Indianapolis police announced Monday the phased rollout of body cameras for 1,100 officers on its force, beginning with the department’s busiest East District.
The move comes after years of pilot studies and officer-involved shootings. In 2020 alone, Indianapolis Metropolitan Police Department officers have fatally shot three people. Also this year IMPD officer Breann Leath was fatally shot while responding to a domestic violence call.
“Every community in our city deserves to feel that they are being served and listened to as much as any other citizen,” Mayor Joe Hogsett said Monday. “Simultaneously, I want our IMPD officers to feel that they are supported in what is often a very dangerous job.”
When will the IMPD body camera program be fully adopted?
IMPD anticipates all 1,100 officers to be fully equipped with body cameras by October or early November at the latest.
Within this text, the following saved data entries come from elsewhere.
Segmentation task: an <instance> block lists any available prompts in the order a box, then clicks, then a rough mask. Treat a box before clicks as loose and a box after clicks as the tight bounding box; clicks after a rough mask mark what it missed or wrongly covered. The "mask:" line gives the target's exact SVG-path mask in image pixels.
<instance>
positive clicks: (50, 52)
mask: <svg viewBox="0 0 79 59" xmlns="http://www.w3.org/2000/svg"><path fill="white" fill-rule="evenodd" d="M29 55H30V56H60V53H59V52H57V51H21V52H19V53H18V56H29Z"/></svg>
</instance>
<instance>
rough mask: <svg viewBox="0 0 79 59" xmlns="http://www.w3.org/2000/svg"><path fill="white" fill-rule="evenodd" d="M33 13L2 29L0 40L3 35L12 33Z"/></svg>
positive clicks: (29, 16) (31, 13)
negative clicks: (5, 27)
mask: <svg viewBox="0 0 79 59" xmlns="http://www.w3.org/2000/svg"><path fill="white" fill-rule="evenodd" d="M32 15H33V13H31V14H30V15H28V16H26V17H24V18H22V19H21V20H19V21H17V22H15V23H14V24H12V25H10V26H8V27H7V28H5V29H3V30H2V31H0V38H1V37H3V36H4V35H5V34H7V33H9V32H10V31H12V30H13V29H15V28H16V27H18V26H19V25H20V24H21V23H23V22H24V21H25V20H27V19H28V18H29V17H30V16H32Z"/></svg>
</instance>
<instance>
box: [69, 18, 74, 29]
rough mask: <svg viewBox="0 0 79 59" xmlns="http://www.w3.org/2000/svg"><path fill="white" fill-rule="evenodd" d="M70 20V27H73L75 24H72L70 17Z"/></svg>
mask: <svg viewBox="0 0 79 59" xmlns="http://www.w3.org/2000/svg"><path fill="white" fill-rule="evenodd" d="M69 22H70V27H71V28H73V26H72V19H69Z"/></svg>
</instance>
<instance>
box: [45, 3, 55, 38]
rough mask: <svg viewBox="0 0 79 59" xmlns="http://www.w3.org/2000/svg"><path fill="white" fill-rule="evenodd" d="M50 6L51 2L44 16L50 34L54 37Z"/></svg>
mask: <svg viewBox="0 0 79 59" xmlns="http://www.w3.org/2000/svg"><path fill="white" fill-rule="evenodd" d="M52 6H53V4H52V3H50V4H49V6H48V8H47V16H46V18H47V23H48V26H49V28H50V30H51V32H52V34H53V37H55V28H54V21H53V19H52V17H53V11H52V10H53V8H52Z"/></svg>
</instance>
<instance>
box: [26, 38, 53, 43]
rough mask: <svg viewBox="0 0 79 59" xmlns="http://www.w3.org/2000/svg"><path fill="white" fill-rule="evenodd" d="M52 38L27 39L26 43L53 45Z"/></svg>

Officers will be initially trained on the use of the cameras as they are equipped with them.
When is the police body camera recording?
Officers must have their cameras on for every citizen interaction except when citizens in specific situations request cameras off for their privacy, Chief Randal Taylor said.
If an officer fails to activate the camera or the technology does not work, the officer must notify a supervisor.
The cameras begin recording automatically after certain triggers, including when an officer draws a gun from its holster, begins to run, lies flat for 10 seconds, activates lights or sirens in the squad car or begins violently shaking.
Officers also can begin recording through a bluetooth band attached to their wrist or gun belt.
Who has access to body cam footage?
Releasable videos can be obtained through a public records request on indy.gov.
But state law allows for police to withhold body camera recordings for certain reasons, including if the release could cause substantial harm to a person or could interfere with the ability of a person to receive a fair trial.
Police also may withhold footage if it can affect an ongoing investigation or if the footage does not serve the public’s interest, according to state law.
Videos of critical incidents, such as officer-involved shootings, may be released at the chief’s discretion, Taylor said.
“Our intention is to get that information out as quickly as possible,” Taylor said. “Even if we can’t do that … to the general public, then the goal is indeed to bring family members in and other stakeholders within the city to be able to view that video as soon as possible.”
State law requires police to retain footage for at least 190 days.
How long did it take Indianapolis to adopt police body cameras?
The $9.2 million contract with Utility Inc. follows more than a decade of discussion.
The city previously conducted two pilot studies, but Indianapolis remained the largest U.S. city without such cameras, an IndyStar analysis found.
Following a national movement over racial equality and protests over the death of Black residents by police, IMPD has announced a number of reforms.
“While the start of this program is long overdue, we are nonetheless hopeful,” Taylor said. “Because this milestone is but one part of our larger steps towards progress.”
City officials have previously cited limited financial resources as a reason for the delay.
“Thanks to improvements in technology over the years, costs — though still significant — have decreased,” Hogsett said.